The Blue Moon Diner was crowded, loud, and hot on Sunday
Sidney Tapscott, a man known and loved by thousands of Charlottesvillians, died Tuesday, July 17 at the age of 89. For decades, Tapscott was a ubiquitous presence around downtown, sweeping up outside Miller's and other businesses, sitting with friends, jamming on the harmonica with the Hogwaller Ramblers, almost always wearing overalls and a red bandana.
"He loved microphones," recalls Jamie Dyer, lead singer of the Hogwaller Ramblers, describing Tapscott's enthusiasm for performing on the harmonica or fiddle during Hogwaller sets at various establishments from Blue Moon Diner to Escafé to Fellini's.
Indeed, bands and music establishments embraced him– he plays on the Hogwaller Ramblers album, and a painting of an overalls-wearing Tapscott pushing a cart with a broom inside it hung on the wall of Starr Hill Music Hall on West Main Street. Ntelos Wireless Pavilion boss Kirby Hutto describes the artwork as "classic Sidney."
"You'd recognize him from a distance," says Hutto, who first met Tapscott back in 1976 as a UVA undergrad when Tapscott was a janitor at Cabell Hall.
"If you were hanging out in the evenings," says Hutto, "he'd come up and talk to you, tell you what was going on."
Tapscott's devotion to keeping the historic building in top condition was complete, says Hutto, noting that it earned Tapscott a nickname: "Mayor of Cabell Hall."
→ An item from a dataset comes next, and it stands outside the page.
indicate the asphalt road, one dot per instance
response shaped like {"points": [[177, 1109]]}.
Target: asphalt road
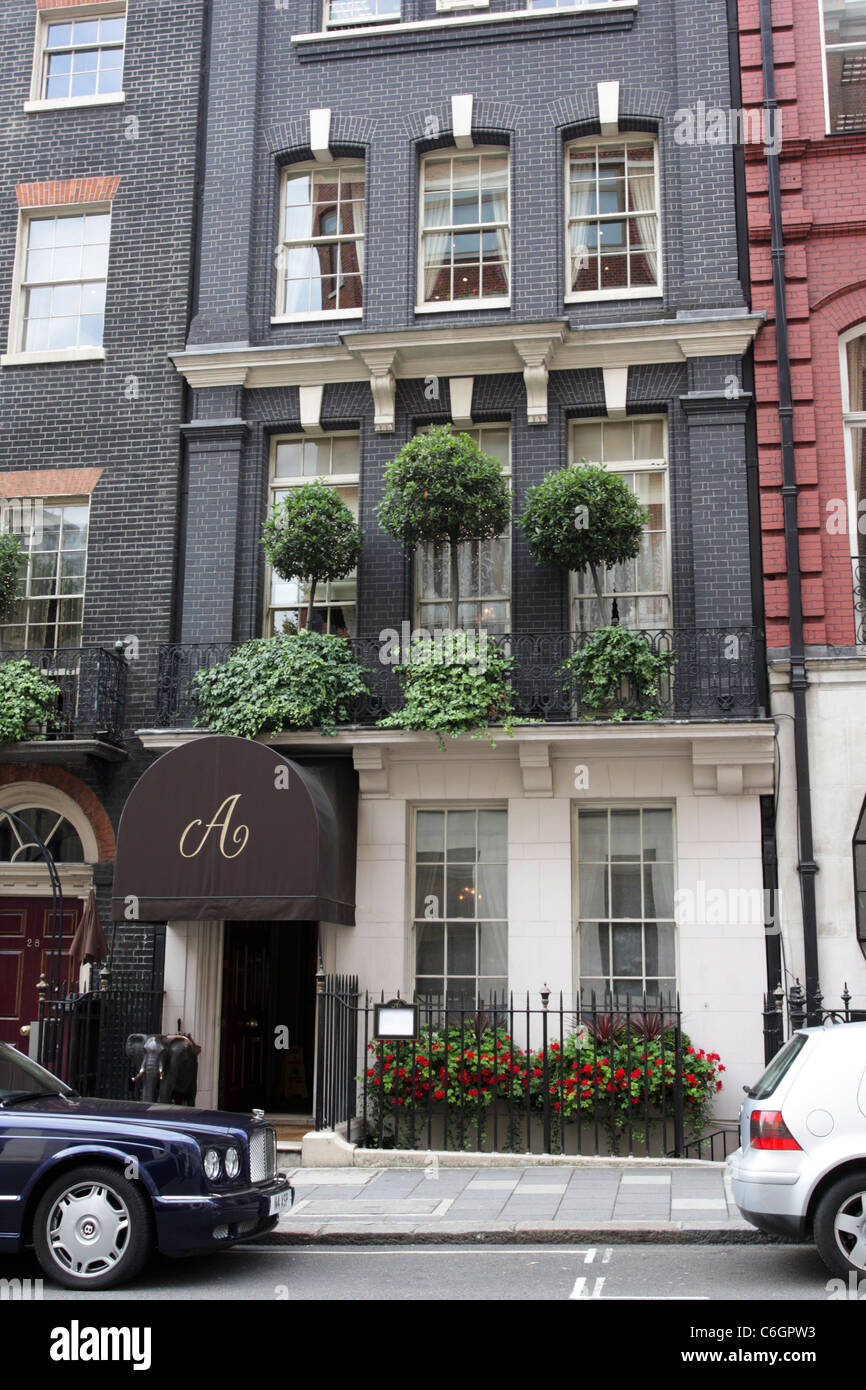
{"points": [[406, 1273]]}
In subsequent years, Tapscott, who was born in Scottsville in 1923, continued cleaning, sweeping sidewalks and doorways in front of local businesses, often earning a couple of dollars for each job, but always ready to help.
"He'd get up at 5am and by 8 or 9am, he'd make more money than some people made all day," says Dyer, describing Tapscott as an "entrepreneur and a philosopher" who– while his education was a mystery– could dole out bits of wisdom in few words.
He'd been leaving an impression on people for decades, says Leo Daugherty, a professor in UVA's Bachelor of Interdisciplinary Studies program who first came to town in 1960 or '61 to look at UVA for graduate school.
"I had rented my first rental car and was driving along West Main," Daugherty recalls in an email. "I saw a tiny man hitchhiking. I stopped and gave him a lift. It was Sidney."
More than 50 years later, that memory is still vivid.
"I was 21 that day. Sidney just looked like he always looked. Now I am 72, whereas Sidney just stayed the same until he died yesterday. He didn't exactly exist inside time, Sidney."